Fine-Tune Your Writing Series: Resources

Quill pen and letters

In the second installment of this series, I will address the importance of…utilizing resources to help you learn, and I’m not just talking about the ol’ dictionary and thesaurus, valuable as they are. This seems to be an obvious piece of advice, I know, but I’m continually surprised at how many writers ignore it. In this day and age, no one has any excuse for not accessing resources to help them learn about good writing. If you’re reading this, it means you have an internet connection, and that is your doorway to the world, regardless of your means. There are free tutorials that expound on every aspect of writing, from the seed of the first idea, to navigating the wilds of the publishing industry and everything in between. There are authors’, agents’, and editors’ blogs by the thousands. There are myriad forums and groups on Facebook, LinkedIn, and Goodreads, among others, where industry people gather for discussion. Think of the web as a big stadium full of people. You only need to drift through the crowd striking up conversations, announcing what your specialty is, and asking for directions to find your corner of the stadium where your kind of people are meeting.
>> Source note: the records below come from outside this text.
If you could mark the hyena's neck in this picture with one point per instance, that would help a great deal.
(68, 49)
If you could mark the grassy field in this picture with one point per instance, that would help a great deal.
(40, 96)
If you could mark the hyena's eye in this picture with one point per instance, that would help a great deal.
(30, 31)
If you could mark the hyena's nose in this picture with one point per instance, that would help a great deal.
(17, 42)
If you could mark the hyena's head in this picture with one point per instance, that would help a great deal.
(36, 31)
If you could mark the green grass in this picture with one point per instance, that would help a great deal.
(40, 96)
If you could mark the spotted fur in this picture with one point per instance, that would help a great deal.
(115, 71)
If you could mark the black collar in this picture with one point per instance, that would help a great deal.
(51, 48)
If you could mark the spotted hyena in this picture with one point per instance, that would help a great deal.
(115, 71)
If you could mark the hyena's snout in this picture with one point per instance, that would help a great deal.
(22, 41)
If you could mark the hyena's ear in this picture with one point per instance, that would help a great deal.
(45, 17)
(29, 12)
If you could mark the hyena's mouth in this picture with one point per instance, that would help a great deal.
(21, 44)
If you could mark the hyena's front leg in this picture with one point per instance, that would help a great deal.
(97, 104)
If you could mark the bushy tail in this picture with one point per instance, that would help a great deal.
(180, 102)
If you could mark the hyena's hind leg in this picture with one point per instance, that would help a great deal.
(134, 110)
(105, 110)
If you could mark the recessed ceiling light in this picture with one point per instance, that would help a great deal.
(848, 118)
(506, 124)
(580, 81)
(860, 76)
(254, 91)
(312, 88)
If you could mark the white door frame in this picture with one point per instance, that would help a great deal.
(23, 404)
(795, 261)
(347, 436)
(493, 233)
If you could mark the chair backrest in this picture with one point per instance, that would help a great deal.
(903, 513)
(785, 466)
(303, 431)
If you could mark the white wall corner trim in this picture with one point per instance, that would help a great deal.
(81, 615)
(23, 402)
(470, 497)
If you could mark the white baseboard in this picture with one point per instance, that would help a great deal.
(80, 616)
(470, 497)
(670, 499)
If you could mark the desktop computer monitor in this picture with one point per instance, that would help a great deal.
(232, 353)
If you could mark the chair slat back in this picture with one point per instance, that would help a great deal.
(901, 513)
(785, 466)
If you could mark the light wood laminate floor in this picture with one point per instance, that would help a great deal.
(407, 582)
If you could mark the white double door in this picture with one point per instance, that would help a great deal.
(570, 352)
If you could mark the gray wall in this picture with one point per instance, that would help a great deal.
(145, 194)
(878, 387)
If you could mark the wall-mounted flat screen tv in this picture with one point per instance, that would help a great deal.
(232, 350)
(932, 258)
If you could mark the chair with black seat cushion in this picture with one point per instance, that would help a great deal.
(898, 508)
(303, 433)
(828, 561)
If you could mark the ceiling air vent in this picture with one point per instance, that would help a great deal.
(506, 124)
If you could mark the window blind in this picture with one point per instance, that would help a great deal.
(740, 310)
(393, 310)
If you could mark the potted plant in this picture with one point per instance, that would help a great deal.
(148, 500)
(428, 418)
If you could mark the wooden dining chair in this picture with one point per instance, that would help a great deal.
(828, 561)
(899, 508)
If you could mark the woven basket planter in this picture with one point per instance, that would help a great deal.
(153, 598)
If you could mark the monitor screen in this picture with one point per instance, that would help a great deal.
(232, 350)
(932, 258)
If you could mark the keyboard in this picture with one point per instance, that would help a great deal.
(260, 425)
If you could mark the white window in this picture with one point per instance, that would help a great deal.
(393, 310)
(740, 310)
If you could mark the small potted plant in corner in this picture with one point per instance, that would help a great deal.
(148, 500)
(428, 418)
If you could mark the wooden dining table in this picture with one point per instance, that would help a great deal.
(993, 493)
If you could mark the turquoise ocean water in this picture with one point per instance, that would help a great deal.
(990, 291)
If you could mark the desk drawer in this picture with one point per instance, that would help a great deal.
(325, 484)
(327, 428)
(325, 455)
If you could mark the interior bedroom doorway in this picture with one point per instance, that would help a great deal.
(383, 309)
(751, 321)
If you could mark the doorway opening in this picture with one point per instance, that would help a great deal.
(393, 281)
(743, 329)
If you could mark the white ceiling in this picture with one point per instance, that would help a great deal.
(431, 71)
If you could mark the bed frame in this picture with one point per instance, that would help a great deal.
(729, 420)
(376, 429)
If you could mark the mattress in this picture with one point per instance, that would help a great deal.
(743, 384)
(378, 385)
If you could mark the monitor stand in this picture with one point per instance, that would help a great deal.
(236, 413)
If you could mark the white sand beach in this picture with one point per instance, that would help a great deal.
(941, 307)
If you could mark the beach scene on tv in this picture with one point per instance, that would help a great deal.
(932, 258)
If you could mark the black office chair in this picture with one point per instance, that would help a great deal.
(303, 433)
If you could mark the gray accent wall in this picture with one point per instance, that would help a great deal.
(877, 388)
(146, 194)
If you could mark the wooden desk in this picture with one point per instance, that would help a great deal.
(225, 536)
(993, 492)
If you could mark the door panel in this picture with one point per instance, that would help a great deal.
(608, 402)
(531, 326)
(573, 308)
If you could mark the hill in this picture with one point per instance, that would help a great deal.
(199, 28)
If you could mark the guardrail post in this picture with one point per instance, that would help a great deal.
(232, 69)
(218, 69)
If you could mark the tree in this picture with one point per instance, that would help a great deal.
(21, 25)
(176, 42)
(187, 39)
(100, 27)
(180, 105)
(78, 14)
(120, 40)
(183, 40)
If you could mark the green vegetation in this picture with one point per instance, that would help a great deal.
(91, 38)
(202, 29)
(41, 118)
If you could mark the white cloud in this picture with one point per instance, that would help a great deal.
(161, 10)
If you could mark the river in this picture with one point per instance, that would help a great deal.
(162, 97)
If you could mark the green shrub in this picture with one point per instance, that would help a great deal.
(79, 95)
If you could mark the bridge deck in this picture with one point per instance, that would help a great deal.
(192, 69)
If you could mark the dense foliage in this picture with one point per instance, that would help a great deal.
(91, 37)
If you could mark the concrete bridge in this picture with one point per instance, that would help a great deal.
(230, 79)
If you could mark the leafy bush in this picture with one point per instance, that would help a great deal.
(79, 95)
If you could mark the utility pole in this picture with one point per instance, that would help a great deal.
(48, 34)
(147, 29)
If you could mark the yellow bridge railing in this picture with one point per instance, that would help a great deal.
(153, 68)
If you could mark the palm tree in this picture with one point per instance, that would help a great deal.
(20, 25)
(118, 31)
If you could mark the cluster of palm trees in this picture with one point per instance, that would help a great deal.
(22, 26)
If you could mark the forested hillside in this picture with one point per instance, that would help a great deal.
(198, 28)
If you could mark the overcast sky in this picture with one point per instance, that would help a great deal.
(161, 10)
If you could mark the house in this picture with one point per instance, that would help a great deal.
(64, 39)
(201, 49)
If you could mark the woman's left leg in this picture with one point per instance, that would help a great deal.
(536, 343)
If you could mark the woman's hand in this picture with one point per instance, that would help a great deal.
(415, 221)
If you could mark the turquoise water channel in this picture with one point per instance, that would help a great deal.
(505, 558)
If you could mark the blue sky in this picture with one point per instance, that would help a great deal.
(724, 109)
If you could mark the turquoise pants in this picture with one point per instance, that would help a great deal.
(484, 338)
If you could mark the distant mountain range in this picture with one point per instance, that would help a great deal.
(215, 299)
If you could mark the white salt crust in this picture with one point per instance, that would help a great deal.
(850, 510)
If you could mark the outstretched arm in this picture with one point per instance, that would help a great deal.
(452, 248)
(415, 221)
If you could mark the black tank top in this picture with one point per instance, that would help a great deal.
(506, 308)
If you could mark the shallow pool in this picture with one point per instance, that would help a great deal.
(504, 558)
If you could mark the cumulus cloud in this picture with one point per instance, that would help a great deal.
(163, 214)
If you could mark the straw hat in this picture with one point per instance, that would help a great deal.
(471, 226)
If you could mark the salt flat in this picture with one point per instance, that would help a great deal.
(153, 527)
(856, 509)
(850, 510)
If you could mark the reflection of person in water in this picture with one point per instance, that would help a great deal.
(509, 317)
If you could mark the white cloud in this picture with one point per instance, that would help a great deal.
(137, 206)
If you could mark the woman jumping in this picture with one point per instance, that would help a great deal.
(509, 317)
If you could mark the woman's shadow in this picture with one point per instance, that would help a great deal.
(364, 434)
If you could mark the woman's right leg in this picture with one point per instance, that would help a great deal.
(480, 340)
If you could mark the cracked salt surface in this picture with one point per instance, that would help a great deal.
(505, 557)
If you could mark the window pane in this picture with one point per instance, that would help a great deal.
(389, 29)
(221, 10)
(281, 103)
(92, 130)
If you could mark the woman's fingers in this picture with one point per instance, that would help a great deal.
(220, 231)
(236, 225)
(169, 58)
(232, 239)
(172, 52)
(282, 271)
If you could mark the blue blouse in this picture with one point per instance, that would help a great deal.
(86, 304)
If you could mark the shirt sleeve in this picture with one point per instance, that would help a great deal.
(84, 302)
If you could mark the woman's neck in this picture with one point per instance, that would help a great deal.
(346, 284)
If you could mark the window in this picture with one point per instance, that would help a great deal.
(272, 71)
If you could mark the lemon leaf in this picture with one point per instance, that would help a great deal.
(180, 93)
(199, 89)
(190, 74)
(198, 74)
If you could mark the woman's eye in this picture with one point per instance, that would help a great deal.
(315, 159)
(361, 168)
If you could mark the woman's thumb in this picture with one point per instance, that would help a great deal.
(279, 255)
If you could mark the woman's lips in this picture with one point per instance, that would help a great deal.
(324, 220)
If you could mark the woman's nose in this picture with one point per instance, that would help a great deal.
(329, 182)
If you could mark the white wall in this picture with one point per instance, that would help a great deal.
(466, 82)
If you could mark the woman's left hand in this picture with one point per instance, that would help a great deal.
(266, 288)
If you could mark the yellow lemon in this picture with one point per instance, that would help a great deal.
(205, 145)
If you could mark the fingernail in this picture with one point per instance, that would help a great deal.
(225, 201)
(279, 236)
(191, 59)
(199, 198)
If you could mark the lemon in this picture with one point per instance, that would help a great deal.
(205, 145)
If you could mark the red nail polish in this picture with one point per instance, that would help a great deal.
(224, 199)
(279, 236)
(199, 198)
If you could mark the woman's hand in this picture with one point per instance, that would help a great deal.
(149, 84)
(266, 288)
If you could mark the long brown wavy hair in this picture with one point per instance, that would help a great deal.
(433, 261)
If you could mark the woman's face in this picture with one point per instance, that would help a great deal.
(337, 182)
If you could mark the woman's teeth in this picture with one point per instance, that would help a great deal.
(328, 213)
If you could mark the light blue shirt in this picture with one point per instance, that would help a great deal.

I’d like to recommend two of my favorite resources. There are so many good ones, it’s hard to pinpoint a couple, but these are my favorites. The Train-of-Thought Writing Method, a book by Kathi Macias, in which she likens the process of writing to the parts of a train and the journey that the train takes. It’s directed towards a high school audience, but I find it to be full of very helpful analogies and written clear as a bell. Give me facts and advice in a simple-to-understand scenario and that works for me.

The other one is a website, www.novel-writing-help.com. I can’t even describe (yes, even though I’m an author) how much I’ve learned from this site. Just go to the site map, start at the top, and start reading all of the articles. There’s not a useless one in the bunch. It really is true that you don’t know what you don’t know. You need resources to enlighten you as to what you need to learn.